Source: gazetadopovo.com.br

A growing share of Brazilians say poverty is caused by “laziness among people who do not want to work,” according to a Datafolha poll reported by Gazeta do Povo. The figure reached 40%, up from 22% in 2022 and the highest level in the series that began in 2013.

The finding does not mean most Brazilians hold that view. A majority, 58%, still says poverty mainly results from a lack of equal opportunities for social mobility. But that share fell sharply from 76% in 2022, while 3% of respondents said they did not know how to answer.

What the Poll Asked

The survey was conducted in person with 2,004 voters aged 16 or older on June 17 and 18, across 139 Brazilian municipalities. Datafolha reported a margin of error of two percentage points, with a 95% confidence level. The poll was registered with Brazil’s Superior Electoral Court (TSE), the body that oversees elections, under number BR-09956/2026.

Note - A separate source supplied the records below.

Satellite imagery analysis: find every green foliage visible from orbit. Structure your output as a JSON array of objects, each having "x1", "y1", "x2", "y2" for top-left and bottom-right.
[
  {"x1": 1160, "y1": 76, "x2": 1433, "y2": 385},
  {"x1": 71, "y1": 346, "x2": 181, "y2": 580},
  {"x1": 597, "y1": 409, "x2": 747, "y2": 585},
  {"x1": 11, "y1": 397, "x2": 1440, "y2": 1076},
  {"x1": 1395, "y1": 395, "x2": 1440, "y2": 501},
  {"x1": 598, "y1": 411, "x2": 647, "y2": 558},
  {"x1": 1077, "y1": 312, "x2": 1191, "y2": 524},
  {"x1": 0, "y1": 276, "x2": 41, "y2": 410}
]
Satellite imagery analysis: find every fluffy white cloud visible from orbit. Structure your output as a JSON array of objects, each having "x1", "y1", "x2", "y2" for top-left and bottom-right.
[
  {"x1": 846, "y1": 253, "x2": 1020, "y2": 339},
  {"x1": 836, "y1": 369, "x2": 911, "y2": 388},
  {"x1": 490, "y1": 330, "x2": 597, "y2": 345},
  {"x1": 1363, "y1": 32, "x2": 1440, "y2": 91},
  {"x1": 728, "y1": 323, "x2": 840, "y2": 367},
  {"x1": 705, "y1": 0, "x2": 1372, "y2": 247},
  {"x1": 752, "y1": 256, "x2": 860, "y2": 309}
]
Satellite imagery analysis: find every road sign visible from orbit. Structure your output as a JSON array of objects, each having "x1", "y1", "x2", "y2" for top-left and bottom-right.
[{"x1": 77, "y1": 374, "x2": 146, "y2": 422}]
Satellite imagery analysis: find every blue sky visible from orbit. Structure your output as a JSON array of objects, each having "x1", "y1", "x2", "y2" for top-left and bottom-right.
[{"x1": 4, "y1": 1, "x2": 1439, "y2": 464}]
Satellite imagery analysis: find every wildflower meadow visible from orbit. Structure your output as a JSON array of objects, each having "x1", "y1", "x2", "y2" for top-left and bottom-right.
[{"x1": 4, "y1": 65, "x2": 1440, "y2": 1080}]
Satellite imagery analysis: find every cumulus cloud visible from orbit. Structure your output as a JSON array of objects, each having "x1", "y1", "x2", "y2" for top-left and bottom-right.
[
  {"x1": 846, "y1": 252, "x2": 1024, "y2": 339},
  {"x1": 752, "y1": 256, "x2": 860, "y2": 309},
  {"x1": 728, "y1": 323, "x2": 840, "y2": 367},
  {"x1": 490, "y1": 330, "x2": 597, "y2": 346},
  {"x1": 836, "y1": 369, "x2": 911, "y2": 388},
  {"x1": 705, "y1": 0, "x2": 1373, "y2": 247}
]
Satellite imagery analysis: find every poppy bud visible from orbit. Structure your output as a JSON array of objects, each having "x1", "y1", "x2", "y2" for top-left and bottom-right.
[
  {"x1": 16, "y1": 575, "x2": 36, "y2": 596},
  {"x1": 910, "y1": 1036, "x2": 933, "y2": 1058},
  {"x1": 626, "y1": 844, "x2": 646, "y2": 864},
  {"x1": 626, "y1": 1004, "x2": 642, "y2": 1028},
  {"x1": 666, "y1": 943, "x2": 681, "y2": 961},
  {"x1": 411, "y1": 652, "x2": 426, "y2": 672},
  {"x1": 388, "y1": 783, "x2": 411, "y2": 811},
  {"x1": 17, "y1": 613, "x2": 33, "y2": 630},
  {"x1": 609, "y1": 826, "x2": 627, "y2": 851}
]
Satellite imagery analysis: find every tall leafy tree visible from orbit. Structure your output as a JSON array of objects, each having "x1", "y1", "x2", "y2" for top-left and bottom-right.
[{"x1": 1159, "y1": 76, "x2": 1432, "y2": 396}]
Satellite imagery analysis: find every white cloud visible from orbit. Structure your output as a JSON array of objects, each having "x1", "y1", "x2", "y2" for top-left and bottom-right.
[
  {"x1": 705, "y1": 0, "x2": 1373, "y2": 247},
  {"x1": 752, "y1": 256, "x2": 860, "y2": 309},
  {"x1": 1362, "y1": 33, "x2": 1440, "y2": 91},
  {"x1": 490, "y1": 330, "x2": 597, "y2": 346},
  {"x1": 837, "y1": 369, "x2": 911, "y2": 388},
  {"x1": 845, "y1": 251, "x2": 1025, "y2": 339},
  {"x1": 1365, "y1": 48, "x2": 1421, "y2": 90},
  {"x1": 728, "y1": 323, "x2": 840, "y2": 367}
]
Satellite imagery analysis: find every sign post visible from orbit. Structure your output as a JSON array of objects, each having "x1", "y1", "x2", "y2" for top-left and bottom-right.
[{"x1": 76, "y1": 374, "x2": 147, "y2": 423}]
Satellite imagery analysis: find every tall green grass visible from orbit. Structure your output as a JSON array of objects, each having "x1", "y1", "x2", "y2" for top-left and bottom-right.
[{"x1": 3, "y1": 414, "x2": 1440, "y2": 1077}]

According to Gazeta do Povo, the question is part of Datafolha’s ideological matrix, a set of items used to measure attitudes on social, political, economic and cultural issues. The broader set includes views on crime, guns, the death penalty, drugs, poor people’s migration, unions, homosexuality and punishment for minors who commit offenses.

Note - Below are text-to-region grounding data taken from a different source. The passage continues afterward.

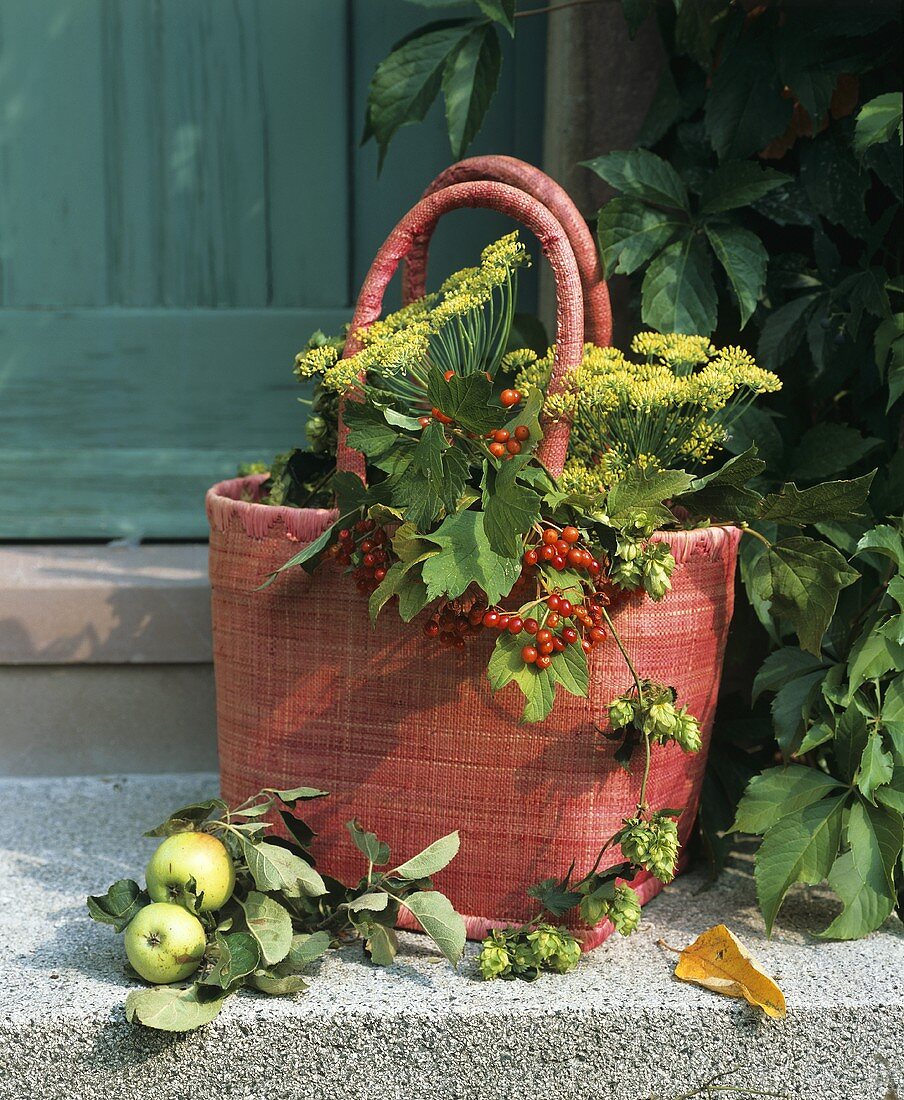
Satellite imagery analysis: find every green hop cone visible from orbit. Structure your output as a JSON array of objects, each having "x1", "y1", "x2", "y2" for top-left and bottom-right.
[
  {"x1": 511, "y1": 939, "x2": 541, "y2": 976},
  {"x1": 477, "y1": 933, "x2": 512, "y2": 981},
  {"x1": 548, "y1": 932, "x2": 582, "y2": 974},
  {"x1": 615, "y1": 535, "x2": 643, "y2": 562},
  {"x1": 643, "y1": 700, "x2": 678, "y2": 739},
  {"x1": 611, "y1": 557, "x2": 644, "y2": 591},
  {"x1": 608, "y1": 695, "x2": 636, "y2": 730},
  {"x1": 525, "y1": 925, "x2": 560, "y2": 964},
  {"x1": 609, "y1": 884, "x2": 642, "y2": 936},
  {"x1": 641, "y1": 543, "x2": 674, "y2": 601},
  {"x1": 619, "y1": 814, "x2": 680, "y2": 884},
  {"x1": 674, "y1": 707, "x2": 702, "y2": 753}
]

Based on single-source reporting from Gazeta do Povo, the long-term series shows a fluctuating but now rising association between poverty and unwillingness to work. In 2013, 32% of respondents agreed with that explanation. The share rose to 37% in 2014, fell to 21% in 2017, stayed at 22% in 2022, and reached 40% in the latest poll.

Age and Income Divides

The results vary strongly by age. Among Brazilians aged 16 to 24, only 22% link poverty to laziness, while 74% point to lack of opportunity. Among respondents aged 60 or older, the two explanations are effectively tied within the margin of error: 49% cite unwillingness to work, while 48% cite unequal opportunities.

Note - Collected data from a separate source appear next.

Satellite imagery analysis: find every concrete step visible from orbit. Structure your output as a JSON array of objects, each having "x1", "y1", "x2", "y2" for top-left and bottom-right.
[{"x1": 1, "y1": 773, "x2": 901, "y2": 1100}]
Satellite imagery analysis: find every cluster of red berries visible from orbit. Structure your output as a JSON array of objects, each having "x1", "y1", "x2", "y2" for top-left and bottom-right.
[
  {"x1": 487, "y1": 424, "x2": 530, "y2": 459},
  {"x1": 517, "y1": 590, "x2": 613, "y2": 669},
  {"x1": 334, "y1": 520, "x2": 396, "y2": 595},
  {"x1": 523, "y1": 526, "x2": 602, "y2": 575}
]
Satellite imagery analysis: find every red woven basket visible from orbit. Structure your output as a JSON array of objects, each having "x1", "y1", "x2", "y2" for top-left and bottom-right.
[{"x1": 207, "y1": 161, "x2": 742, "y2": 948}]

Income also shapes perceptions, though not in a simple linear pattern. Among respondents with family income above ten minimum wages, 63% say poverty is caused by lack of opportunity. Among those earning two to five minimum wages, 55% cite unequal opportunities and 43% cite laziness. Among those earning up to two minimum wages, 58% point to lack of opportunity and 40% blame unwillingness to work.

Professional status produced another split. Entrepreneurs registered the highest share associating poverty with laziness, at 56%. Among public employees, the figure was 28%.

Political Split

The poll also measured responses by presidential vote intention, according to Gazeta do Povo. Among voters for Luiz Inácio Lula da Silva of the Workers’ Party (PT), Brazil’s main center-left party, 28% associate poverty with laziness and 70% cite lack of opportunity.

Among voters for Flávio Bolsonaro of the Liberal Party (PL), a right-wing party, 52% attribute poverty to unwillingness to work, while 44% point to unequal opportunities.

The results show a clear shift in public attitudes toward poverty since 2022, while preserving a central tension in Brazilian opinion: most respondents still describe poverty as a problem of opportunity, but a much larger minority now frames it as a matter of individual effort.